Evidently you worked for a public agency. Labor relations in state and local agencies is governed by state (and sometimes local) law. Most of these labor relations laws closely mirror the National Labor Relations Act, the federal labor relations law that applies to most private sector employment.
Under the NLRA (so possibly also under your state/local law) it is difficult to successfully sue a union. Most unions try to do the right thing and obtain justice. Sometimes “justice” does not help an individual employee. One reason is that unions have their primary obligation to the entire group of job classifications the union represents; that group is called the “bargaining unit.” Unions have the right to decide whether to pursue a case or not.
Most local unions have limited money & staff so they must pick and choose which cases to pursue. Unions have to balance the need for more money (to hire more union reps, take more cases to arbitration, etc.) with the bargaining unit’s resistance to higher dues. This is similar to elected officials who must balance constituents’ wishes with the need to raise taxes.

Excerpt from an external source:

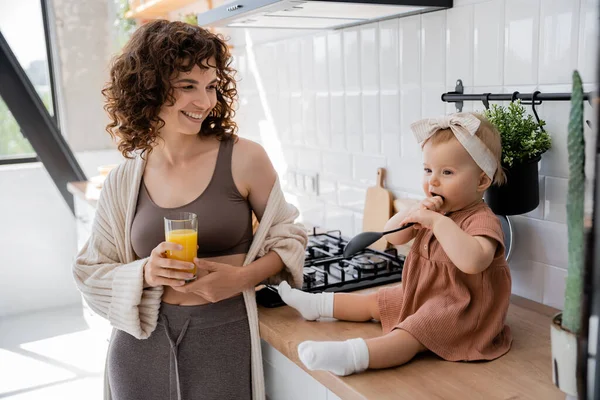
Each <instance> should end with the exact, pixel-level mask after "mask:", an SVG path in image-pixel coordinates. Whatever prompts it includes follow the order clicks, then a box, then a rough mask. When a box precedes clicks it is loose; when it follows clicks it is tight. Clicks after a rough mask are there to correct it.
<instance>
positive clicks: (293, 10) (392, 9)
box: [198, 0, 452, 29]
mask: <svg viewBox="0 0 600 400" xmlns="http://www.w3.org/2000/svg"><path fill="white" fill-rule="evenodd" d="M451 7H452V0H343V1H337V0H324V1H323V0H318V1H317V0H315V1H313V0H305V1H302V0H239V1H233V2H229V3H227V4H224V5H222V6H219V7H217V8H214V9H212V10H209V11H206V12H203V13H200V14H198V25H200V26H204V27H229V28H289V29H339V28H345V27H349V26H353V25H360V24H365V23H368V22H374V21H379V20H383V19H388V18H394V17H403V16H407V15H413V14H420V13H425V12H430V11H436V10H441V9H444V8H451Z"/></svg>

Some union reps are effective; others are incompetent, just as some attorneys and politicians are incompetent. Many local labor unions are run by volunteers. Many union representatives are full-time employees of the employer so do much of their union work on their own time, especially evenings and weekends. Only some unions have enough money to reimburse their reps for missed work hours, such as when handling a grievance. Only some unions have the strength to negotiate “lost time” with the employer, where the employer has to pay the rep’s wages when the rep is handling grievances; this time is usually limited to a low number of hours.
Nearly all elected & appointed union officers start out as rank-and-file workers. They may be elected due to competence, seniority, intelligence, charm, good looks, having a big mouth, blustering, oratory skills, etc. – just like politicians. There is a range of skills & a range of experience among them. Most unions provide some training for officers and stewards, but others don’t have the resources to do so. The quantity and quality of training can vary widely.
If a union employee wants to pursue a claim against the union, there is a 6 month time limit, called a statute of limitation, in which to file a lawsuit in federal court claiming a violation of 29 U.S.C. section 301 or file an unfair labor practice charge with a federal agency, the National Labor Relations Board. The statute of limitation begins from the date of the union's improper act. In your case, it sounds like if there was an actionable improper act, it was the initial failure to pursue your grievance.
There is a high hurdle for successful claims against unions. A union must have acted arbitrarily, discriminatorily or in bad faith – far beyond negligence. In fact, just missing a deadline is usually not a violation of the union's duty to an employee.
If the workplace problem is based on a statute, such as any of the laws prohibiting on-the-job discrimination or protecting whistleblowers then a private attorney may be able to help. If the workplace problem is due to the employer’s dissatisfaction with work or conduct, the remedy is probably limited to going through the union.
I mention all this for you to get an idea of how hard it is to succeed against a union, so be wary of any attorney who tells you it's a slam dunk and wants you to pay a large retainer or pay by the hour. You might have a claim and you might win, but both are unlikely.